Die Band 30 Seconds to Mars um Sänger und Gitarrist Jared Leto (l.). © ddp

Nachdem der letzte Akkord der Teenie-Band verklungen ist, stehen erstmal Geburtstagsfeierlichkeiten an. Marek Lieberberg, Schöpfer von Rock am Ring, stimmt ein Happy Birthday an und das anschließende Prachtfeuerwerk leitet über zum herbeigesehnten Hauptact. Muse, das Trio aus England, wurde in Anfangszeiten vielfach als Teenie-Sensation gehandelt. Doch da, wo 30 Seconds To Mars, mit einfachen Songs viel erreicht haben, setzen die Briten auf künstlerische Klasse. So hat Mathew Bellamy, Kopf der Band, keine Anbiederung ans Publikum nötig. Stattdessen konzentriert er sich auf seine Instrumente. Auf seine Stimme, die er in ohrenschmerzende Höhen treiben kann, die alles in den Boden rammende Rockgitarre oder auf die fast schon symphonisch anmutende Piano-Spiel.
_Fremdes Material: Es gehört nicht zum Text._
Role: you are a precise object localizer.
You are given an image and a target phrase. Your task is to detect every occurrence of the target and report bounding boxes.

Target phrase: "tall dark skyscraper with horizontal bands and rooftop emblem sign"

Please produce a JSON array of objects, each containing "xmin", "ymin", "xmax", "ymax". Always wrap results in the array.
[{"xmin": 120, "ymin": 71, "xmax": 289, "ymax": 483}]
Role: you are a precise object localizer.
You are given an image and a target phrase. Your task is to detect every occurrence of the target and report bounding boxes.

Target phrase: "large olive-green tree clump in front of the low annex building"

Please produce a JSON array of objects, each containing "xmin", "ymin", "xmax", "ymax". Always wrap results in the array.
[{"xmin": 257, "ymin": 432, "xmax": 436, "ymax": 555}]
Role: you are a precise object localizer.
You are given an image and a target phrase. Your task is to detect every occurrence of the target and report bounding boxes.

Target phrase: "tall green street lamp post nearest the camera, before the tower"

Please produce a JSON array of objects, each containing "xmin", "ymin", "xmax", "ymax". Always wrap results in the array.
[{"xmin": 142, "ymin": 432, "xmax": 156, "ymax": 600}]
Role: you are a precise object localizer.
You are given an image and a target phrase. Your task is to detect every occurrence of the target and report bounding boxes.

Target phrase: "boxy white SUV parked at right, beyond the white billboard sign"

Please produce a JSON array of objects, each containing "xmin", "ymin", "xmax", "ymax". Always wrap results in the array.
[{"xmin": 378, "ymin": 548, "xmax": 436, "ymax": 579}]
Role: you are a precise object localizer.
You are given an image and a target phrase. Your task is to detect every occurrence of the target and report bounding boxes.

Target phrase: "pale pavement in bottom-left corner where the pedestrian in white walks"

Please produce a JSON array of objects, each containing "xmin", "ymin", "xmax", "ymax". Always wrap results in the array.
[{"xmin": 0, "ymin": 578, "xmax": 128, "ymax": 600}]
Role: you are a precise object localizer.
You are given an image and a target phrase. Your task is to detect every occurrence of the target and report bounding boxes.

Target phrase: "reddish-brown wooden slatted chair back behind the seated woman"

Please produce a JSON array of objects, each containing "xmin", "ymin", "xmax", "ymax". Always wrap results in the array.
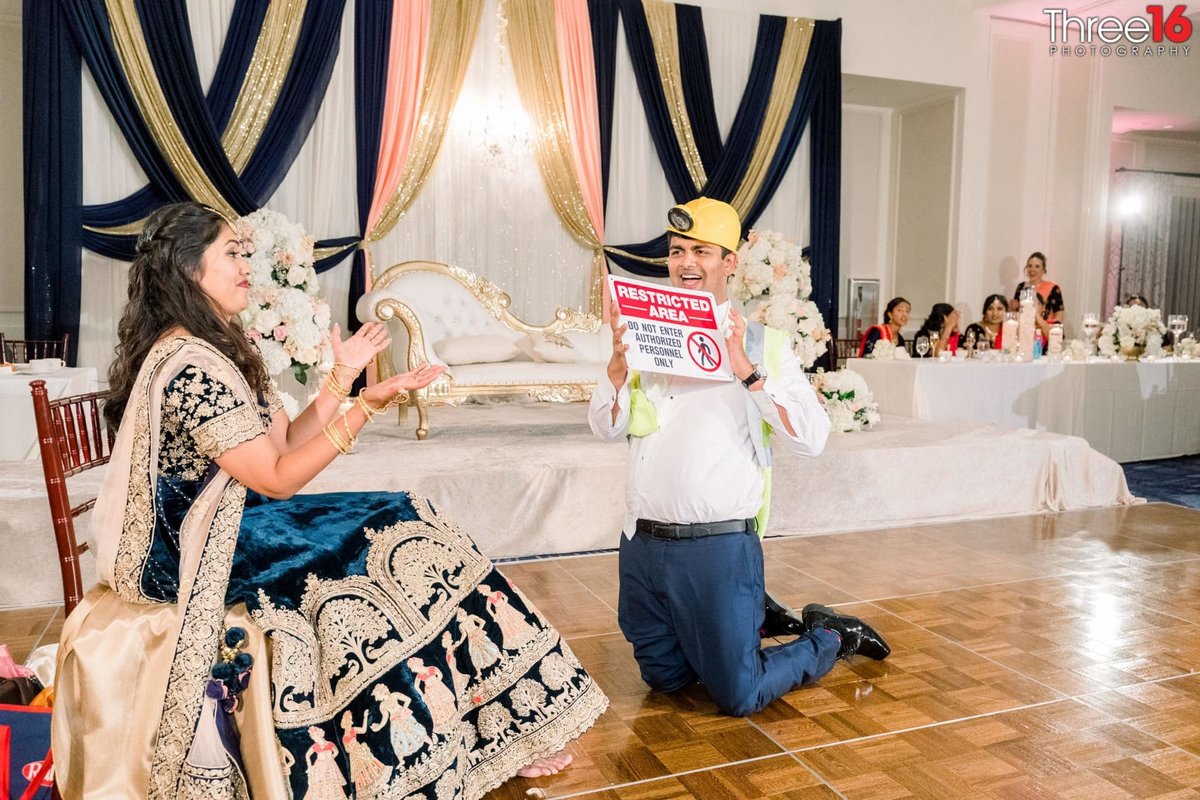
[{"xmin": 30, "ymin": 380, "xmax": 113, "ymax": 614}]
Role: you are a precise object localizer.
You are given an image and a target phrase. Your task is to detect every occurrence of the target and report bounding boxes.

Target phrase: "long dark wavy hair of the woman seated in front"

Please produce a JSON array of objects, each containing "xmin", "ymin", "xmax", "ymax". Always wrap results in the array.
[{"xmin": 104, "ymin": 203, "xmax": 269, "ymax": 428}]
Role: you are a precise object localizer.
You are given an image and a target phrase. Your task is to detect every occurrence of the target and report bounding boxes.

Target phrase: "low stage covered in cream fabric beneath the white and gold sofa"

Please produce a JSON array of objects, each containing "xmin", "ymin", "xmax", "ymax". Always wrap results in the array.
[{"xmin": 0, "ymin": 403, "xmax": 1134, "ymax": 607}]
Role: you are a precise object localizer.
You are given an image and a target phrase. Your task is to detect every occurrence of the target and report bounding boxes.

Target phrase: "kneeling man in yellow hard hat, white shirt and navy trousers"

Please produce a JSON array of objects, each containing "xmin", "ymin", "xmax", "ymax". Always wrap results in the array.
[{"xmin": 589, "ymin": 198, "xmax": 890, "ymax": 716}]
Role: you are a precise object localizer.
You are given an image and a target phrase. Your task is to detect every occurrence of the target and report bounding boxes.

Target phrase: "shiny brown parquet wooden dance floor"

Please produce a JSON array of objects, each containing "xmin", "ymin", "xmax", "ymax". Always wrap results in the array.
[{"xmin": 7, "ymin": 504, "xmax": 1200, "ymax": 800}]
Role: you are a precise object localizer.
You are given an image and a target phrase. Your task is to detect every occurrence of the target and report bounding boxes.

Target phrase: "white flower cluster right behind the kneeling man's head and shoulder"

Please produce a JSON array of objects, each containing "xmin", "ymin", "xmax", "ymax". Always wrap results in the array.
[{"xmin": 730, "ymin": 230, "xmax": 830, "ymax": 368}]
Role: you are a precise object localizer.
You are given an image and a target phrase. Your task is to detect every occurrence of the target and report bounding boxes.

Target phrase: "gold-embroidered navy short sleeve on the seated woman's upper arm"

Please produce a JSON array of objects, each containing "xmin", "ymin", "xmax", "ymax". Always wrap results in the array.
[{"xmin": 163, "ymin": 366, "xmax": 266, "ymax": 459}]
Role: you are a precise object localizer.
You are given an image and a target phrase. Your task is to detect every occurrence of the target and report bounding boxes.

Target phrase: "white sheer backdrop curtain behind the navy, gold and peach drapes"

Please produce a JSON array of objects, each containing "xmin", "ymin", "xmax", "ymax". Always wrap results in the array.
[{"xmin": 79, "ymin": 0, "xmax": 809, "ymax": 373}]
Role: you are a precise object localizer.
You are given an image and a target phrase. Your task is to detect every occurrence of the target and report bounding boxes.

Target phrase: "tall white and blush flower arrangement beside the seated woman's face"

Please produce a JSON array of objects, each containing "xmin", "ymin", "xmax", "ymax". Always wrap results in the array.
[{"xmin": 235, "ymin": 209, "xmax": 332, "ymax": 384}]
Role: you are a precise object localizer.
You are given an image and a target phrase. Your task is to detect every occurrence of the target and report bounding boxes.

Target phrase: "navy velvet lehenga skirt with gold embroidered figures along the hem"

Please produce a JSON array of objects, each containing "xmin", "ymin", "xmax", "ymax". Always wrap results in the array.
[{"xmin": 227, "ymin": 492, "xmax": 607, "ymax": 800}]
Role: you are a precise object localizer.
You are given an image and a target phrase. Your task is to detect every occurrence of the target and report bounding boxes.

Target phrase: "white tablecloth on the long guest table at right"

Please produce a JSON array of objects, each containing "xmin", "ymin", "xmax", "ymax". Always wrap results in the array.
[{"xmin": 847, "ymin": 359, "xmax": 1200, "ymax": 462}]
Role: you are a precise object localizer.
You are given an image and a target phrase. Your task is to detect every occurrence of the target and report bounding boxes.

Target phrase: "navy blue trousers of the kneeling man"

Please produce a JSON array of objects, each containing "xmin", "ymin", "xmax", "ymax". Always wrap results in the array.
[{"xmin": 617, "ymin": 533, "xmax": 840, "ymax": 716}]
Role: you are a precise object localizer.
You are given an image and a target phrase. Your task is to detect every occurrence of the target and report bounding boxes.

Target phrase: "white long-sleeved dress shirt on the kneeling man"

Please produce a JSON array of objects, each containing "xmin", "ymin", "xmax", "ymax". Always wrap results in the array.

Die Songs des neuen Albums „The Resistance“ haben sich offenbar in vielen Gehörgängen ihren Weg geebnet.

Das Publikum feiert „United States Of Eurasia“ genauso wie den Klassiker „Plug In Baby“. Dann ist kurz Zeit, um inne zu halten. Dann ungläubiges Staunen. Ein Ufo taucht plötzlich neben der Centerstage auf, schwebt zum Publikum und verharrt in 15 Metern Höhe. Der nächste Muse-Song setzt ein und unterhalb der Untertasse kommt plötzlich ein Akrobat hervor. An Seilen aufgehängt bewegt er sich zu der bombastischen Musik von Muse. Das ist der reine Wahnsinn. Inszenierte Überheblichkeit von Rockstars, die dabei trotzdem nicht übertrieben, sondern angemessen erscheint. Das Publikum ist wie entfesselt. Überall feiern sie zu den grandios inszenierten und lupenrein gespielten Songs der zurzeit wohl größten Rockband seit U2.